Acylhydrazone crosslinking can be formed by mixing of hydrazide and the carbonyl groups containing materials. Kim et al. [146] mixed chitosan modified adipic acid dihydrazide (ADH) (1 wt%) with partially oxidized hyaluronan (OHA) (2 wt%) to form a crosslink between the carbonyl group of OHA and hydrazide groups of ADH (Figure 20). The fabricated 3D bioprinted hydrogels showed a rapid self-healing behavior due to the fast healing capability of used crosslinking methods, including acylhydrazone bonds obtained via the reaction between ADH and OHA and imine bonds formed by Schiff base chemistry. This crosslinking strategy also showed a minimal effect on chondrogenic differentiation of mouse teratocarcinoma-derived cells (80% viability).

Figure 20.

Figure 20.

(A) Chemical structures of oxidized hyaluronate (OHA), Glycol Chitosan (GC), and Adipic dihydrozide (ADH). (B) Gel formation upon mixing of OHA with GC+ADH polymer solutions. (C) Schematic illustration for the produced network. Reproduced from Kim et al. [146], with permission from American Chemical Society, 2019.

- Diels–Alder Linkage

Diels–Alder linkage is a click reaction (cycloaddition) between a conjugated diene and a substituted alkene or alkyne. This reaction involves overlapping of highest occupied molecular orbital (HOMO) containing 4π electrons of the diene with the lowest unoccupied molecular orbital (LUMO) containing 2π electrons of dienophile to form a cyclo-addition product. The driving force of the reaction is the formation of new σ-bonds, which are energetically more stable than the π-bonds. This crosslinking method can be thermally reversible, which has been applied to design of various smart self-healing materials. For example, Furan and Maleimide containing molecules can reversibly bind to each other to form a 3D network in a temperature-responsive manner (Figure 21) [147]. However, this method is barely used for 3D bioprinting due to the sensitivity of cells to relatively high temperature that should be used in this crosslinking strategy.

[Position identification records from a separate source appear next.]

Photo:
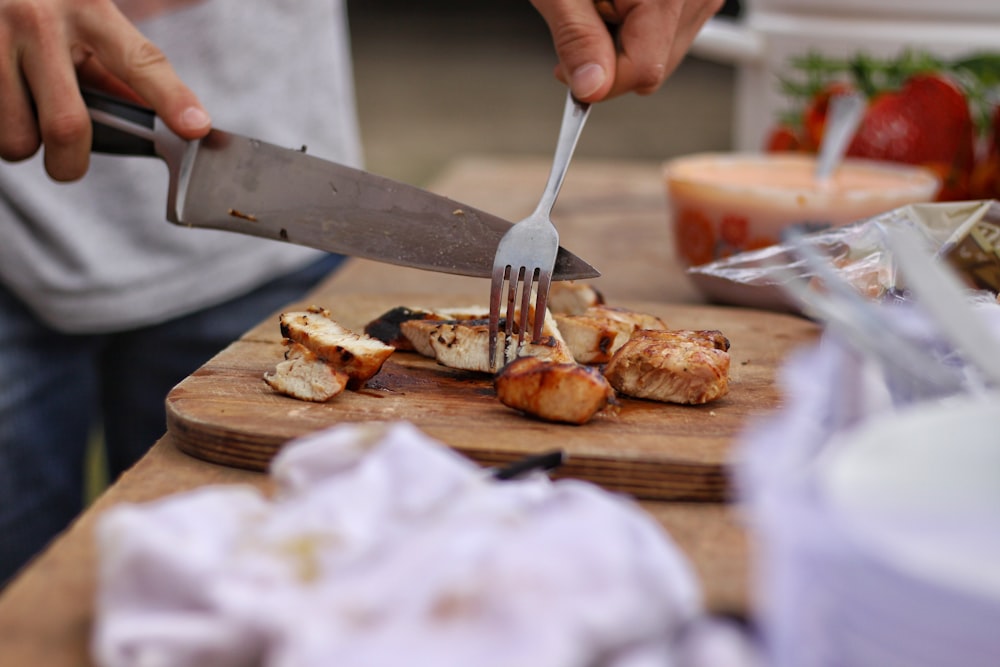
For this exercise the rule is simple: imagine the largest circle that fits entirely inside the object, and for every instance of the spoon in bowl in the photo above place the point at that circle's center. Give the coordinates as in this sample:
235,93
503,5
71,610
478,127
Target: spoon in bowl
842,120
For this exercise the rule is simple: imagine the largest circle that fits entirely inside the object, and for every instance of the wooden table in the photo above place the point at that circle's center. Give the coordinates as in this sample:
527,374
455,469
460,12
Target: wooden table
610,213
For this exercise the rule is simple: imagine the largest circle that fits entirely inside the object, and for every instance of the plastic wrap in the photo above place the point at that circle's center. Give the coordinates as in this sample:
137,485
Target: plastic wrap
965,234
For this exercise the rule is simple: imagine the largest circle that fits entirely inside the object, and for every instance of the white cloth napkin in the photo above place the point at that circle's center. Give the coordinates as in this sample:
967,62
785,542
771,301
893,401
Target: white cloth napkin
384,547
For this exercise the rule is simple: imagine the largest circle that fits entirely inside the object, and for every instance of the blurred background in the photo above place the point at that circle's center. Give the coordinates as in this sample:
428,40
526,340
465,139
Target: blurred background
441,79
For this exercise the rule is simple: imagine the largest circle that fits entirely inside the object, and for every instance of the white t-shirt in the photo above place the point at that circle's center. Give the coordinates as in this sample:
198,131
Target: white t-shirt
98,255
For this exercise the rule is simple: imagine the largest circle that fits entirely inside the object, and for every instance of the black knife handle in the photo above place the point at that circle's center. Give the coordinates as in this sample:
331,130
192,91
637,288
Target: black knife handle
115,140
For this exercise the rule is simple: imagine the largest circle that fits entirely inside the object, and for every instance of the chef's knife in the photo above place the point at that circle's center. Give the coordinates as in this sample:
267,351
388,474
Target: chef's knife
235,183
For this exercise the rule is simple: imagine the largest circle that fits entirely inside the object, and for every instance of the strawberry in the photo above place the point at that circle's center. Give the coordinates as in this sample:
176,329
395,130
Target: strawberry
925,122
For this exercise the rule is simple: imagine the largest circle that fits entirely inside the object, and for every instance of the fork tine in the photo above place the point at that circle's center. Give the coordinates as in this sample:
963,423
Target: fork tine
541,302
522,323
496,293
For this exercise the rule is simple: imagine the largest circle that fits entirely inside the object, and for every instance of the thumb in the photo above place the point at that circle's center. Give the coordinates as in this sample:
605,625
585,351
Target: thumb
584,46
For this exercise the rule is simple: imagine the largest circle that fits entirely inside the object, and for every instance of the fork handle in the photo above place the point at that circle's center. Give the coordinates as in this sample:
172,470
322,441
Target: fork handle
574,117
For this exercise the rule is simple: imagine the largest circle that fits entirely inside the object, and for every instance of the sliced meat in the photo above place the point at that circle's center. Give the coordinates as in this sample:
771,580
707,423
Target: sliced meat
305,376
599,331
388,327
465,346
689,367
358,355
559,392
567,297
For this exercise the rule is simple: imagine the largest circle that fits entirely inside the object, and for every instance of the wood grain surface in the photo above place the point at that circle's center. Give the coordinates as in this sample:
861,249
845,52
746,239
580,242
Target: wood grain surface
227,414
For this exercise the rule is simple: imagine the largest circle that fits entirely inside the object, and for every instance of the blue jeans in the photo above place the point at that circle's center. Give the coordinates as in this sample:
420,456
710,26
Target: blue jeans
55,388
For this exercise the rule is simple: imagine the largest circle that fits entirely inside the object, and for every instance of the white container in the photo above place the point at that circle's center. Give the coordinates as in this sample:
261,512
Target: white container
762,42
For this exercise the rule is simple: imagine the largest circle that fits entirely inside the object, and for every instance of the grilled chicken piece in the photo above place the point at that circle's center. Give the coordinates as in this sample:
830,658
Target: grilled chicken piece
388,326
672,366
358,355
567,297
559,392
599,331
465,346
305,376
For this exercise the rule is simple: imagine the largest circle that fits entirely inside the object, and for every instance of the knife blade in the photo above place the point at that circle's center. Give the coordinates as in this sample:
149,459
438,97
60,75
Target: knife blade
230,182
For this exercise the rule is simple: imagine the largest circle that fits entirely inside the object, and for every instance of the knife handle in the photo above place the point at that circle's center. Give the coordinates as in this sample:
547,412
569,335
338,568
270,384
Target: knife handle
120,127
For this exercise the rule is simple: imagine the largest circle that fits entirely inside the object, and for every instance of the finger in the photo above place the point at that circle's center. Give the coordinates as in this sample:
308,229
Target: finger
19,135
583,44
128,56
49,76
654,37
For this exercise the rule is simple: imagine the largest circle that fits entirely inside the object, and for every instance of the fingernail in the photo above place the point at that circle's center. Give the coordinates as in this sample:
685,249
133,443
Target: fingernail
587,79
194,118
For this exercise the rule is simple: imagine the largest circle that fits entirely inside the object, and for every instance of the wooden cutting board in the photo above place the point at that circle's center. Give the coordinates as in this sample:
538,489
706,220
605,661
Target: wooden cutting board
227,414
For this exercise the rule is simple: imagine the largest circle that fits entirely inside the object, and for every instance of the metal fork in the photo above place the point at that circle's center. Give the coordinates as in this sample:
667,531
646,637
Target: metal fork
526,254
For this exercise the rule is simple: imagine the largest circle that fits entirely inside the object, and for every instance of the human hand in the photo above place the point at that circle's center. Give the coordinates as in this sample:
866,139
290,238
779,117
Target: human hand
652,39
53,47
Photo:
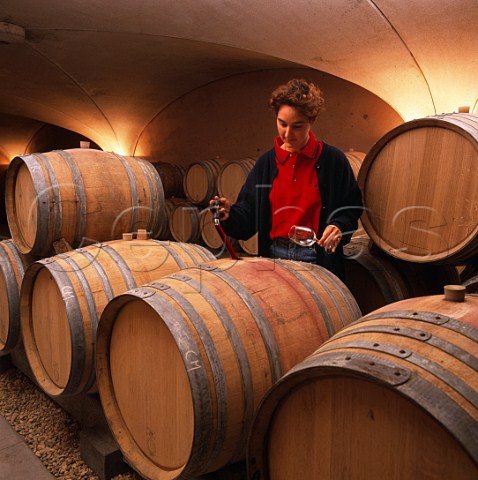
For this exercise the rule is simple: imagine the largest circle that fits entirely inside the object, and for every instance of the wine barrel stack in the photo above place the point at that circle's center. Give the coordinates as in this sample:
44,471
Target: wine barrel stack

Among a few research studies using Diels–Alder crosslinking, Zhang and his coworkers [148], used a Diels–Alder linkage between tetrazine and trans-cyclooctene to crosslink bioinks containing bone morphogenetic protein-2 (BMP2) and bone marrow derived MSCs (BMSCs). HA (2% (w/v)) and 4-arm-PEG (3% (w/v)) were functionalized with pendant tetrazine and trans-cyclooctene respectively. Then polymer solutions loaded with cells were gellified upon mixing at room temperature. The results of this work demonstrated that synthesized materials and crosslinking strategy could enhance the differentiation and proliferation of the cells and can be potentially used as a promising strategy for 3D bioprinting of living tissue constructs.

Figure 21.

Figure 21.

Chemical structures of bismaleimide (2M), and furan containing monomer (ICNF3) that can form a reversible covalent binding via Diels–Alder chemistry. Reproduced from Yang et al. [147], with permission from Wiley, 2017.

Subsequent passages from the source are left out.